その生徒の印象。
やや小太り。
でも髪はなかなかいかしてる。
悪い感じは無い。むしろおっとりした印象だ。
一見すると、新聞配達の好青年。そんなところだ。
僕はあえて間をためてこう尋ねる。
僕:「。。。なんで呼ばれたかわかってるよね。。」
生徒:「え、よくわかんないです。なんでですか?」
あ、そっち!?そっちいっちゃうの?
そっかー、そっちいっちゃったかー。
じゃあ、こっちもやり方変えちゃいまーす。
僕:「いや、見たんだよ。机の中に携帯が入っているのをさ。 」
生徒:「。。。え、そうですか。。。」
僕:「うん、そうですかじゃなくって、
そのこと自体が不正行為と思われるんだよ。」
最後の論は微妙だ。

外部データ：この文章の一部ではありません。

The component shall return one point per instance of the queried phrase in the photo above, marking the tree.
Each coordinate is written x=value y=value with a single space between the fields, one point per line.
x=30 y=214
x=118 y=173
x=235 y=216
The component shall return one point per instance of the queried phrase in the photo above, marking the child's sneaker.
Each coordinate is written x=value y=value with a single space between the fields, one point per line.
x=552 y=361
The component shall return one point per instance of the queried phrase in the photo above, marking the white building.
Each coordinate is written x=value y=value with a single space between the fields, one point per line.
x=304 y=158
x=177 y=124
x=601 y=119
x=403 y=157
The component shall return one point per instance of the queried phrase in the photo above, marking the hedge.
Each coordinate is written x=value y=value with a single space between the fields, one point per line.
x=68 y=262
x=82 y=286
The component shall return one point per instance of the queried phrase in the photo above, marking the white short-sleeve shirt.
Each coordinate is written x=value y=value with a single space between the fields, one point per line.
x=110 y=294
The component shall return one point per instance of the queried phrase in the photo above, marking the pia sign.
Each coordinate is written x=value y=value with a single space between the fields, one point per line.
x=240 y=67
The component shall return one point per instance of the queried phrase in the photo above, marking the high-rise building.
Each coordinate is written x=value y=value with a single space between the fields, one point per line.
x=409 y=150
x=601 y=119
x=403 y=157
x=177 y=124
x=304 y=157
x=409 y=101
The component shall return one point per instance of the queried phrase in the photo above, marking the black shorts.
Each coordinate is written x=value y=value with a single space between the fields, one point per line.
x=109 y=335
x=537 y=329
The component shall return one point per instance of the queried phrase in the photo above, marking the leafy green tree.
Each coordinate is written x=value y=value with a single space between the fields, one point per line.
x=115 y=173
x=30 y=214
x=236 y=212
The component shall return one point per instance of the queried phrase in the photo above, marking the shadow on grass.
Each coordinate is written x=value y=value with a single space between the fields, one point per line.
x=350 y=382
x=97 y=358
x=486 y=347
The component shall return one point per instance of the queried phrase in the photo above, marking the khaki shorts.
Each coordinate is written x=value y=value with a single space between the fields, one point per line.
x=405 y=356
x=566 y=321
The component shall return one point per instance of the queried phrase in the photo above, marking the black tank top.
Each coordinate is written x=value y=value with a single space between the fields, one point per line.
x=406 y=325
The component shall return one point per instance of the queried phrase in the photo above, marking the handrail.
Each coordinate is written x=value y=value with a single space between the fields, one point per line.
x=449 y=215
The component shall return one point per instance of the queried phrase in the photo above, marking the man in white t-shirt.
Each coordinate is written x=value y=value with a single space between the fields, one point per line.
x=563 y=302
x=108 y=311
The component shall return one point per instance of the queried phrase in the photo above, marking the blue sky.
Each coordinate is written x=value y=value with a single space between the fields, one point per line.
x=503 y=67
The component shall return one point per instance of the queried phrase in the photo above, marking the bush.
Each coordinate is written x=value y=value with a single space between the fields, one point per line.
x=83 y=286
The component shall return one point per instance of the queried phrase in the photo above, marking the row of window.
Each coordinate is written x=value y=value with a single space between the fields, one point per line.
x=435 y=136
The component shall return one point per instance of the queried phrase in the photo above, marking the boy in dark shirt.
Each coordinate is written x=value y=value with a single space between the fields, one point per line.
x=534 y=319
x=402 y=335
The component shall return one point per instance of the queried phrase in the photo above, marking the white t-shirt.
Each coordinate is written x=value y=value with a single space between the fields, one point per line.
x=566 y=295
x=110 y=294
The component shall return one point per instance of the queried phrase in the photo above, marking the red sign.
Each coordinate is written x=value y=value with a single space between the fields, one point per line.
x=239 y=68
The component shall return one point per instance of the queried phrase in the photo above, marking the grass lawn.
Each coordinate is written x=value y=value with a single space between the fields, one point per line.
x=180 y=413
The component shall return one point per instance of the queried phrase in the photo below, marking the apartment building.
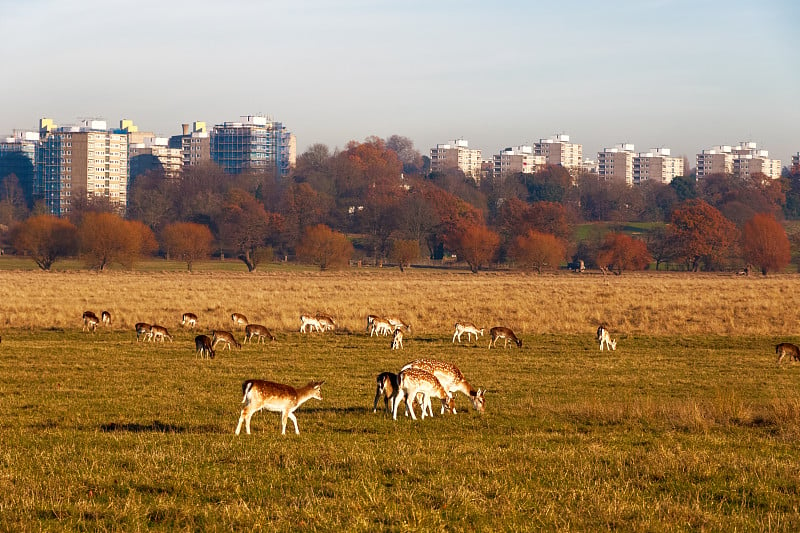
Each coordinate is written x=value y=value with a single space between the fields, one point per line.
x=656 y=165
x=515 y=160
x=457 y=155
x=88 y=160
x=616 y=163
x=256 y=143
x=558 y=150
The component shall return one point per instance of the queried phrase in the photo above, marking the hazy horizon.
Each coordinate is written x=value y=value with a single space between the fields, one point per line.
x=681 y=74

明確ではない。
大人のせこいハッタリだ。
でも、あくまでクールに。
ことばからできるだけ感情を削ぎ落して。
生徒:「いや、入っていたことは悪いですけど、電源は入れてないですよ」
僕:「あのー、見たんだよ。。。電源を入れて動かしているところをさ」
これは事実だが、
戦略としてはパッとしない。
証拠不十分の自白誘導。
サスペンスだと一番面白くないパターンだ。
だが、僕はもうこれでいくことにした。
僕:「試験監督という立場の人間が証言しているから、
そのこと自体が証拠になるのさ、不正行為のね。
もう一度聞くけど、やったの?」
生徒:「・・・・・・」
僕はトーンを落とし、怒気を強め、口調も変える。
僕:「あのー、お前が目先の利益だけを見ているのが問題なんだろ。これはお前だけの問題じゃないんだよ。お前がその行為をすることは、周りを侮辱することにもなるんだよ。何故だかわかるか。フェアじゃないからだよ。一生懸命やっている人の労力も水の泡になるんだよ。たしかに絶対評価だ。たかが数字だ。けど、その数字に安易にいくようになってほしくないんだよ。頭悪くてもいいんだよ、バカでもいいんだよ。一生懸命にやれよ。」
ドキッとする。
実はこれは自分に言っているのではないか、
そんな疑問が出るが、
まー、とりあえず置いておこう、
まずはこっちを続けなければならない。
生徒は黙っている。
僕はスイッチが入ってしまった。
僕:「いいかげんにしろよ、コラ、お前の何が問題かわかってんのか。正直に言わねーことだろ。ここにお前だけ呼んだのは、他の連中に知られないようにするためじゃねえのか。お前のプライドとか勇気とか大事にしているものを、ただ知りたいだけだろ。こっちだって腹割って話してるんだ。お前の心意気見せるのが筋だろ。」
生徒涙目。
僕:「あ、ごめーん!、ごめーん!本当はそんなつもりないのー。ビジネス!仕事!お・し・ご・と。それだけなんですー」
とは言えない。でも本心。
生徒:「・・・すいませんでした。。。本当すいませんでした。。。」
生徒嗚咽。職員室で泣きじゃくる。
通り過ぎる生徒驚く。
他の教師もなぜ泣いているのか、わからない、
あ、でもなんかあったのねー、くらいだ。
こんなの日常茶飯事だ。
僕:「・・・もういいって。」
と一言言って、
肩をポンとたたき、その場をさる。
決めすぎか、自分。
酔いすぎか、自分。
確かに一時期、
僕は任侠映画に狂っていた。
そこでのことばのやり取りに夢中だった。
飼っていたインコの名前も、
高倉健の「健」の字と、
菅原文太の「太」の字をとって、
チッチ
にしたのも事実だ。
でもこういう疑問も沸きおこる。
僕は本当に生徒のためを思っていったのか、と。